At this point, your puppy is likely to collapse. This can lead to shock and the destruction of red blood cells.
How to Prevent and Treat Heartworms in Dogs?
Heartworm preventives are safe, reasonably priced, and simple to administer. They are available in a variety of forms, including monthly chewable tablets, and injectable drugs administered every 6 or 12 months.
Heartworm preventives are only accessible through veterinarians on prescription. Some preventives just protect against heartworms, while others protect against heartworms and intestinal parasites. Still others protect against a variety of parasites, including heartworms, intestinal worms, fleas, ticks, and mites. Prevention should be done all year.
All dogs should be tested for heartworm infection once a year, which may generally be done during a normal preventive care appointment. Heartworm prevention is extremely successful, but not completely effective.
If you do not have your dog tested, you will not know if your dog needs treatment.
If your dog is diagnosed with heartworm disease, treatment should begin as soon as feasible after the diagnosis. Your dog's health may need to be stabilized with suitable therapy before true heartworm treatment can begin.
When a dog has severe heartworm illness or another serious ailment, the treatment might take several months.
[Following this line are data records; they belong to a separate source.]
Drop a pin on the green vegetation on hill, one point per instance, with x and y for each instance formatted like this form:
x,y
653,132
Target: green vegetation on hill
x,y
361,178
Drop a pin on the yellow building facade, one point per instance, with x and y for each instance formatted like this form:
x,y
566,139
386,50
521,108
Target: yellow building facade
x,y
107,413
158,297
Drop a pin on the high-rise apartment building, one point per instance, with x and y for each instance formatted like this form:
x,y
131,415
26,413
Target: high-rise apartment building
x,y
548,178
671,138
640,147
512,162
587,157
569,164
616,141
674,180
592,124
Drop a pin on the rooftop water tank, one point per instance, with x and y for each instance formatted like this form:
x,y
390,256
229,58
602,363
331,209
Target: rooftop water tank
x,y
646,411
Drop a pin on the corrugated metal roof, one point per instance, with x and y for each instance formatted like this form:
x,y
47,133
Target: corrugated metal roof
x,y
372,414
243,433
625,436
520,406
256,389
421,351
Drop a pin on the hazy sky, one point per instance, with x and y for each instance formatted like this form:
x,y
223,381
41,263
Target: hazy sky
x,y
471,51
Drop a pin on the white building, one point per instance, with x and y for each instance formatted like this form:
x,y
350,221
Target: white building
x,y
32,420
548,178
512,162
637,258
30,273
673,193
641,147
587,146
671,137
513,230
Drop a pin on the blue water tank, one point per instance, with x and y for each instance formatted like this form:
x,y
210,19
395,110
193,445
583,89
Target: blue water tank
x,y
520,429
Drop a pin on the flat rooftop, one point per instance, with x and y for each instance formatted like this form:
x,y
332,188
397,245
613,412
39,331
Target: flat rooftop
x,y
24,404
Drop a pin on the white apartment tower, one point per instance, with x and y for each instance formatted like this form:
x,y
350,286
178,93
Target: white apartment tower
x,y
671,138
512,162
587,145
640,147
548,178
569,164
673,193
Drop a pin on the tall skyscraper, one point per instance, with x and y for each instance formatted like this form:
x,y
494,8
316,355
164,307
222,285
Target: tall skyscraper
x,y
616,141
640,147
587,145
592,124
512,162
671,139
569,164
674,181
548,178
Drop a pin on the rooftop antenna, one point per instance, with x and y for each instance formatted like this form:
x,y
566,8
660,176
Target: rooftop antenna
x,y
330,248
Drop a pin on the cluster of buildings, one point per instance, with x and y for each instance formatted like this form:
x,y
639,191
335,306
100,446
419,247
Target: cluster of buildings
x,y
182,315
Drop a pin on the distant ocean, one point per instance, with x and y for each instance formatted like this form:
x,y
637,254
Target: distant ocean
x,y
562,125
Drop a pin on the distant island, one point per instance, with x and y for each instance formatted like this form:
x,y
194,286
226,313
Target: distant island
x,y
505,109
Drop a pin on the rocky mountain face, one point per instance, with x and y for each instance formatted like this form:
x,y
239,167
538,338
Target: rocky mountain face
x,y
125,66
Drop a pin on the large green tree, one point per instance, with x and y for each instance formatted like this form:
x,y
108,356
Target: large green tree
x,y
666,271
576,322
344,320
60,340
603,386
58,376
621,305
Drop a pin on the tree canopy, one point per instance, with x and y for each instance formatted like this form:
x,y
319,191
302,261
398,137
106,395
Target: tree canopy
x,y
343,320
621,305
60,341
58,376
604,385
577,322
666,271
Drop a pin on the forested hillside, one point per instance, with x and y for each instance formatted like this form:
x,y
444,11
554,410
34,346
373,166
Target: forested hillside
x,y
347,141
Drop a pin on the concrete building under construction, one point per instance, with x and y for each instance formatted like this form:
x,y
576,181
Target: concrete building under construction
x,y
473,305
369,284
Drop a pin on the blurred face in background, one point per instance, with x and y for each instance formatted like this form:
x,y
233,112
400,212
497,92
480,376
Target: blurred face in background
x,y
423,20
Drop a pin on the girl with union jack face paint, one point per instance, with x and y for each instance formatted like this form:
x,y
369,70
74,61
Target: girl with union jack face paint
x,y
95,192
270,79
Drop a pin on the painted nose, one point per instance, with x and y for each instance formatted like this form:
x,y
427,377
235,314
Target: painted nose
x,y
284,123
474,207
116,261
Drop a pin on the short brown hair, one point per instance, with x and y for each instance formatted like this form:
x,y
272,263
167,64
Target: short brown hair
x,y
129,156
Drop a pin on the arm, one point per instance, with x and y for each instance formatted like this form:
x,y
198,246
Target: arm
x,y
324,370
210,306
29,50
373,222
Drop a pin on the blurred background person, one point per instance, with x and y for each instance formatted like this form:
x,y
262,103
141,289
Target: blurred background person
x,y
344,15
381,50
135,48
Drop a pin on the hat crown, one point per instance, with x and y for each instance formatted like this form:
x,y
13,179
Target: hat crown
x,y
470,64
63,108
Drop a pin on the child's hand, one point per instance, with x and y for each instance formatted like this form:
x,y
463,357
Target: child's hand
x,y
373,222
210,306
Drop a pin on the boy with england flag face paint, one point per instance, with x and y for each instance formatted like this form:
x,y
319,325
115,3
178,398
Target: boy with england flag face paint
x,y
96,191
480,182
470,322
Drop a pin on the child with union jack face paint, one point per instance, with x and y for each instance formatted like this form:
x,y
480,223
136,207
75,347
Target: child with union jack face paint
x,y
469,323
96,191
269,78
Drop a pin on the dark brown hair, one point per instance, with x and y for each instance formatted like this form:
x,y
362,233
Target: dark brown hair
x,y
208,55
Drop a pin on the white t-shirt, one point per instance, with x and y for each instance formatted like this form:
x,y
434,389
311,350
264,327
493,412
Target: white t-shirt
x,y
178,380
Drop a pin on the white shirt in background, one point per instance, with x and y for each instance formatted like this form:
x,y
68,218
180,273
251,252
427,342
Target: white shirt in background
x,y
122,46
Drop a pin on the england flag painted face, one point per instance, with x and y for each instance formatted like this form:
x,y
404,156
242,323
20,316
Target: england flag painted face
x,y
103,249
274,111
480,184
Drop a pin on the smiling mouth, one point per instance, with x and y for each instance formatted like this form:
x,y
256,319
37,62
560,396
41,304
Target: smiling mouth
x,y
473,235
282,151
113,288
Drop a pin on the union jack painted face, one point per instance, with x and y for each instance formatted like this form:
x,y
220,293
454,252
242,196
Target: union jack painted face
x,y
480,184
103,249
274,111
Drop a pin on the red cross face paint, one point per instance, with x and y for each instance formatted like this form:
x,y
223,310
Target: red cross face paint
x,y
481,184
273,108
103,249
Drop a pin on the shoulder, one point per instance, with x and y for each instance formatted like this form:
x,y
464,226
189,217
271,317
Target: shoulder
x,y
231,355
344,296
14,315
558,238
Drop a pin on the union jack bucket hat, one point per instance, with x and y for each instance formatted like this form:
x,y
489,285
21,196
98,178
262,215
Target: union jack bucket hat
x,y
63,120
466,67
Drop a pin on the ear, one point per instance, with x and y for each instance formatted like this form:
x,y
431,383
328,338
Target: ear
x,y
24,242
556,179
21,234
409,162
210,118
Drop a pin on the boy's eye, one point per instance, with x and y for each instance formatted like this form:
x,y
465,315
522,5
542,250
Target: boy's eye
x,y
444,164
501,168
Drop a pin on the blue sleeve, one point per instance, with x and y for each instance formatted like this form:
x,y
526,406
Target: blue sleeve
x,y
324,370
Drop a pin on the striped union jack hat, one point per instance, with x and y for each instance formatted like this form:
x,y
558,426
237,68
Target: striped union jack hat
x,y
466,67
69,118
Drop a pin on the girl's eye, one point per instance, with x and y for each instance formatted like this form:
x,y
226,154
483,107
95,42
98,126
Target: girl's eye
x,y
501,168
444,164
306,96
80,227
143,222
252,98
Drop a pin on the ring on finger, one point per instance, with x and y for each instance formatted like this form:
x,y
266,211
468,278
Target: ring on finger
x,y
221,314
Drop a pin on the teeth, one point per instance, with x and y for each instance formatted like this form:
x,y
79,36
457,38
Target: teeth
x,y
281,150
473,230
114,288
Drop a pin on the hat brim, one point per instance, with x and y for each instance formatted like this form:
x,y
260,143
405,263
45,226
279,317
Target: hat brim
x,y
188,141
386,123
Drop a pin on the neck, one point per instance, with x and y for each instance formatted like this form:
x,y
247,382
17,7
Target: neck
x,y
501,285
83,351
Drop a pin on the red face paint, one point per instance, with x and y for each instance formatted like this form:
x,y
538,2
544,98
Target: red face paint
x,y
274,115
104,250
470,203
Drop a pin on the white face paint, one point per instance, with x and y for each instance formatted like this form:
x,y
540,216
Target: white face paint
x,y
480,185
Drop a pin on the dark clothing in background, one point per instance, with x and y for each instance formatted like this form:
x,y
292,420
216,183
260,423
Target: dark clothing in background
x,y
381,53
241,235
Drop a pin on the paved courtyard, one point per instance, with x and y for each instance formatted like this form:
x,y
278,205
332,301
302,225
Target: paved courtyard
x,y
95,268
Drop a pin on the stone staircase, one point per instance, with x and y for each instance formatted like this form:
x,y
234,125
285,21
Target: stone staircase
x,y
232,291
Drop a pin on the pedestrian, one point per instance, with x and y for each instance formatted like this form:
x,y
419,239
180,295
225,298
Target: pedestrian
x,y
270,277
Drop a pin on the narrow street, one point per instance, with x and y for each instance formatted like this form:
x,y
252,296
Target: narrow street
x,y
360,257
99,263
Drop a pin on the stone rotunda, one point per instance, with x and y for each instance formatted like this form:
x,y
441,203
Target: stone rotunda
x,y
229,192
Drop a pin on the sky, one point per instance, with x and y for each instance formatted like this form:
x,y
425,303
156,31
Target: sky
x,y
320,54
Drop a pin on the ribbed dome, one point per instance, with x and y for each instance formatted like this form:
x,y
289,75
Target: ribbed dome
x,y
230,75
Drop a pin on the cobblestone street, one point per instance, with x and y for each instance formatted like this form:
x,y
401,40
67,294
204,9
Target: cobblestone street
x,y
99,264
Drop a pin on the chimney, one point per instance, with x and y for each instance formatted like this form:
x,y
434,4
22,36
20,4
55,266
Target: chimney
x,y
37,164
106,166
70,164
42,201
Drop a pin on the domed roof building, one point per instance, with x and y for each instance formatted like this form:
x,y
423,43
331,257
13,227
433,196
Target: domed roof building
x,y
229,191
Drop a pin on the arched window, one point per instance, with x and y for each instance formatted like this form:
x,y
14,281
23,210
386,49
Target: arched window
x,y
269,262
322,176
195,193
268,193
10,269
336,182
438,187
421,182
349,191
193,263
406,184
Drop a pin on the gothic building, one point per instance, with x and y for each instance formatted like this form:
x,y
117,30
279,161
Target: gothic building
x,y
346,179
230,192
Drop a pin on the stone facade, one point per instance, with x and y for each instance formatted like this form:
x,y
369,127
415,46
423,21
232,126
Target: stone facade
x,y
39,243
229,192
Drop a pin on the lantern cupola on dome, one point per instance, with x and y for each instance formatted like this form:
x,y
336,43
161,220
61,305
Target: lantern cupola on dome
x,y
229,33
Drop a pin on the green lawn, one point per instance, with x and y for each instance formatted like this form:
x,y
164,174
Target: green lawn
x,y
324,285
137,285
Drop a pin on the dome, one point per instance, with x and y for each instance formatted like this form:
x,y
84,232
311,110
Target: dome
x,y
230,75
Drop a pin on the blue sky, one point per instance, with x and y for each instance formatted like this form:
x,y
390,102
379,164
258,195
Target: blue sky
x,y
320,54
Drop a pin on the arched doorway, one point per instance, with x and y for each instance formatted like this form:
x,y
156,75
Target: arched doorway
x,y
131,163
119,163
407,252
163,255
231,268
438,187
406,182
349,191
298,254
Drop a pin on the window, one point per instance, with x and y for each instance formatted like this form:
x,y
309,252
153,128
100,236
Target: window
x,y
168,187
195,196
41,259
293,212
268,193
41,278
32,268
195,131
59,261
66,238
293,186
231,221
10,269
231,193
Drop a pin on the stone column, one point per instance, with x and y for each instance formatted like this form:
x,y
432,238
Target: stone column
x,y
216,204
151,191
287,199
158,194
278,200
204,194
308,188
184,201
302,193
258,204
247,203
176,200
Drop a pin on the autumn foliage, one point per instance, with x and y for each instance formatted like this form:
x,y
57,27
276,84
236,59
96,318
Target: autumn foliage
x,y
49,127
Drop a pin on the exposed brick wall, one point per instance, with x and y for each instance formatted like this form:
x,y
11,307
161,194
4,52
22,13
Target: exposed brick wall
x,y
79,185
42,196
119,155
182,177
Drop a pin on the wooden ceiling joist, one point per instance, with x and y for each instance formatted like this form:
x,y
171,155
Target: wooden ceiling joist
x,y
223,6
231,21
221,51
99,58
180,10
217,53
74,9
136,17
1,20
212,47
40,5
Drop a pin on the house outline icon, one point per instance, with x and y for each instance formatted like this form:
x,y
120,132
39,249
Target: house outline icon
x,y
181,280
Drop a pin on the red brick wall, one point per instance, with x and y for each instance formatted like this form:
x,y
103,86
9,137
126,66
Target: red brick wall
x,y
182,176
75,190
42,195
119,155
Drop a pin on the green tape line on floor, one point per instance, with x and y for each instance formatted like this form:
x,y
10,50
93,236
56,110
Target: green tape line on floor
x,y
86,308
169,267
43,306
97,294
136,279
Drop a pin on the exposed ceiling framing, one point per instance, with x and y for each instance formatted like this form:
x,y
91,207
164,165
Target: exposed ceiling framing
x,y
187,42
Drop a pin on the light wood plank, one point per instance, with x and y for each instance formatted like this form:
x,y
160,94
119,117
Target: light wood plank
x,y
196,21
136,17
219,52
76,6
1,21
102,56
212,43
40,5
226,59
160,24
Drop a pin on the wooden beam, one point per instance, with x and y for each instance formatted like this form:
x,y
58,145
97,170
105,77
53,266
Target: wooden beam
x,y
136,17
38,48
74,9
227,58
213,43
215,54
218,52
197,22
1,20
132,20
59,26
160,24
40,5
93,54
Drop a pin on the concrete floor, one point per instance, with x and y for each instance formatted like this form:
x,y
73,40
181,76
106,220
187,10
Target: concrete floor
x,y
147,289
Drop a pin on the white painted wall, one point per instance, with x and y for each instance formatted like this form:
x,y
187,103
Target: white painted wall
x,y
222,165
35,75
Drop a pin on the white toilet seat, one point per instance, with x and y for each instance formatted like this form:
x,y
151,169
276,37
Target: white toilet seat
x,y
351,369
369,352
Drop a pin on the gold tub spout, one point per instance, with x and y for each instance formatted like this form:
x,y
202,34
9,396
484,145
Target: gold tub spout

Melarsomine (Immiticide®), an injectable medication, is used to kill adult heartworms. Melarsomine destroys adult heartworms in the heart and surrounding blood vessels.
Before being treated with the therapy that kills adult heartworms, your dog will be given a drug that kills microfilariae (heartworm larvae).
Your dog may need to stay in the hospital for monitoring on the day this drug is given, which might be before or after the adult heartworm injections. Following treatment, your dog will be put on a heartworm preventative medication.
While it is possible to board a dog with heartworm, it carries risks. Therefore, inform the boarding facility of your dog's condition so that all necessary precautions can be taken. However, if possible, it might be best to explore alternative arrangements for your dog's care while you are away.